Efficacy of l-carnitine supplementation for management of blood lipids: A systematic review and dose-response meta-analysis of randomized controlled trials.
Nutr Metab Cardiovasc Dis. 2019 Nov ;29(11):1151-1167. Epub 2019 Jul 24. PMID: 31561944
BACKGROUND AND AIM: l-carnitine has an important role in fatty acid metabolism and could therefore act as an adjuvant agent in the improvement of dyslipidemia. The purpose of present systematic review and meta-analysis was to critically assess the efficacy of l-carnitine supplementation on lipid profiles.

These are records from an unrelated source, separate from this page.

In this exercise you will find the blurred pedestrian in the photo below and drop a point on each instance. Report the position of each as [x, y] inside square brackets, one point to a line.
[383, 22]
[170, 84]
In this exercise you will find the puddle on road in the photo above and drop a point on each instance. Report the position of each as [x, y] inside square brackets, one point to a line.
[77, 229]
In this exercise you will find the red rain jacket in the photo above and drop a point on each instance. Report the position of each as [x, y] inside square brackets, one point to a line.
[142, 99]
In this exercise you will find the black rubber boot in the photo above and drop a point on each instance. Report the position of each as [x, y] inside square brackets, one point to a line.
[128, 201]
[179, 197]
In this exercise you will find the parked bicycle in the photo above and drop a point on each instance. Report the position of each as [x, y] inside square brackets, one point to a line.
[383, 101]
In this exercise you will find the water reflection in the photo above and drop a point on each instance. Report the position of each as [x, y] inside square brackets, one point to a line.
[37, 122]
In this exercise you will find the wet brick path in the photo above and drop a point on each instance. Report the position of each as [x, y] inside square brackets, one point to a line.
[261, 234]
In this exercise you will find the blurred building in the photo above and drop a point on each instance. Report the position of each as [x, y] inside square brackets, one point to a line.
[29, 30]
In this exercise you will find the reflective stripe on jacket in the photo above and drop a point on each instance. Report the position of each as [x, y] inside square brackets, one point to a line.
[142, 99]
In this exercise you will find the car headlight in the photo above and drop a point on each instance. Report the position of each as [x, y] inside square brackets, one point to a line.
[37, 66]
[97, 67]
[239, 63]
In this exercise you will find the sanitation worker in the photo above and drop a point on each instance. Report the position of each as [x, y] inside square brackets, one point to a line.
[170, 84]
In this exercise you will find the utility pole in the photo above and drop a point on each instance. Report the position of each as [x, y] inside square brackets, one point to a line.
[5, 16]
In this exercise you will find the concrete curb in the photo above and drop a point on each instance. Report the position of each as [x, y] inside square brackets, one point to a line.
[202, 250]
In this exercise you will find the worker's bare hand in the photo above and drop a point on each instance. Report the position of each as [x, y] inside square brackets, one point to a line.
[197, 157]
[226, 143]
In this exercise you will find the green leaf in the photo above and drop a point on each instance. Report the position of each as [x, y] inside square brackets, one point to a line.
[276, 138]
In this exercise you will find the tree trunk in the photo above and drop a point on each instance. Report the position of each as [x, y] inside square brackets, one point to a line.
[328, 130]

METHODS AND RESULTS: We performed a systematic search of all available randomized controlled trials (RCTs) in the following databases: Scopus, PubMed, ISI Web of Science, The Cochrane Library. Mean difference (MD) of any effect was calculated using a random-effects model. In total, there were 55 eligible RCTs included with 58 arms, and meta-analysis revealed that l-carnitine supplementation significantly reduced total cholesterol (TC) (56 arms-MD: -8.53 mg/dl, 95% CI: -13.46, -3.6, I: 93%), low-density lipoprotein-cholesterol (LDL-C) (47 arms-MD: -5.48 mg/dl, 95% CI: -8.49, -2.47, I: 94.5) and triglyceride (TG) (56 arms-MD: -9.44 mg/dl, 95% CI: -16.02, -2.87, I: 91.8). It also increased high density lipoprotein-cholesterol (HDL-C) (51 arms-MD:1.64 mg/dl, 95% CI:0.54, 2.75, I: 92.2). l-carnitine supplementation reduced TC in non-linear fashion based on dosage (r = 21.11). Meta-regression analysis indicated a linear relationship between dose of l-carnitine and absolute change in TC (p = 0.029) and LDL-C (p = 0.013). Subgroup analyses showed that l-carnitine supplementation did not change TC, LDL-C and TG in patients under hemodialysis treatment. Intravenous l-carnitine and lower doses (>2 g/day) had no effect on TC, LDL-C and triglycerides.
CONCLUSION: l-carnitine supplementation at doses above 2 g/d has favorable effects on patients' lipid profiles, but is modulated on participant health and route of administration.